Kotlopou • Mar 12, 2026
I use RSS to get updates from a ll the stuff I read online at once, and thought this would be nice for those websites that don't already have an RSS feed, but... Perhaps I'm stupid, but I can't actually find the RSS output? And searching for RSS on https://docs.sitespy.app/docs returns no hits.
msp26 • Mar 12, 2026
I got claude to reverse engineer the extension and compare to changedetection and here's what it came up with. Apologies for clanker slop but I think its in poor taste to not attribute the opensource tool that the service is built on (one that's also funded by their SaaS plan)---Summary: What Is Objectively Provable- The extension stores its config under the key changedetection_config- 16 API endpoints in the extension are 1:1 matches with changedetection.io's documented API- 16 data model field names are exact matches with changedetection.io's Watch model (including obscure ones like time_between_check_use_default, history_n, notification_muted, fetch_backend)- The authentication mechanism (x-api-key header) is identical- The default port (5000) matches changedetection.io's default- Custom endpoints (/auth/, /feature-flags, /email/, /generate_key, /pregate) do NOT exist in changedetection.io — these are proprietary additions- The watch limit error format is completely different from changedetection.io's, adding billing-specific fields (current_plan, upgrade_required)- The extension ships with error tracking that sends telemetry (including user emails on login) to the developer's GlitchTip server at 100% sample rateThe extension is provably a client for a modified/extended changedetection.io backend. The open question is only the degree of modification - whether it's a fork, a proxy wrapper, or a plugin system. But the underlying engine is unambiguously changedetection.io.
pilina • Mar 12, 2026
Nobody has mentioned, that FreshRSS [0] has built-in web scraper too. It is also easier to use (little bit, imho), than changedetection.io. Works like a charm for me - mostly window shoping thrift shops.[0](https://freshrss.org/)
bharrison • Mar 12, 2026
Calls to mind a long forgotten, and perhaps one of the most useful bash scripts I've written which addressed this issue in a very rudimentary way; Curl a url, hash the result to file, compare the current hash to the saved hash from the previous run and generate an email on diff.My goal was to monitor the online release of tickets for the 2009 Scion Rock fest (luckily no js, or even Adobe Flash[!] in use), and it worked brilliantly to that end.[grammar]
Hauk307 • Mar 11, 2026
This is cool. I'd use it to track when state wildlife agencies update their regulation pages — those change once a year with no announcement and I always miss it. Element-level tracking would be perfect for that vs watching the whole page. To answer your question: I'd want both RSS and direct alerts (email/push) depending on urgency.

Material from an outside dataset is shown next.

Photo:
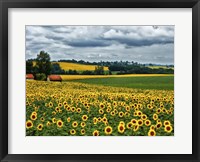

ahmedfromtunis • Mar 11, 2026
As a (former) reporter, site monitoring is a big part of what I do on a daily basis and I used many, many such services.I can attest that, at least from the landing page, this seems to be a very good execution of the concept, especially the text-based diffing to easily spot what changed and, most importantly, how.The biggest hurdle for such apps however are 'js-based browser-rendered sites' or whatever they're called nowadays. How does Site Spy handle such abominations?
tene80i • Mar 11, 2026
RSS is a useful interface, but: "Do most people just want direct alerts?" Yes, of course. RSS is beloved but niche. Depends who your target audience is. I personally would want an email, because that's how I get alerts about other things. RSS to me is for long form reading, not notifications I must notice. The answer to any product question like this totally depends on your audience and their normal routines.
xnx • Mar 11, 2026
I like https://github.com/dgtlmoon/changedetection.io for this. Open source and free to run locally or use their Saas service.
enoint • Mar 11, 2026
Quick feedback:1. RSS is just fine for updates. Given the importance of your visa use-case, were you thinking of push notifications?2. Your competition does element-level tracking. Maybe they choose XPath?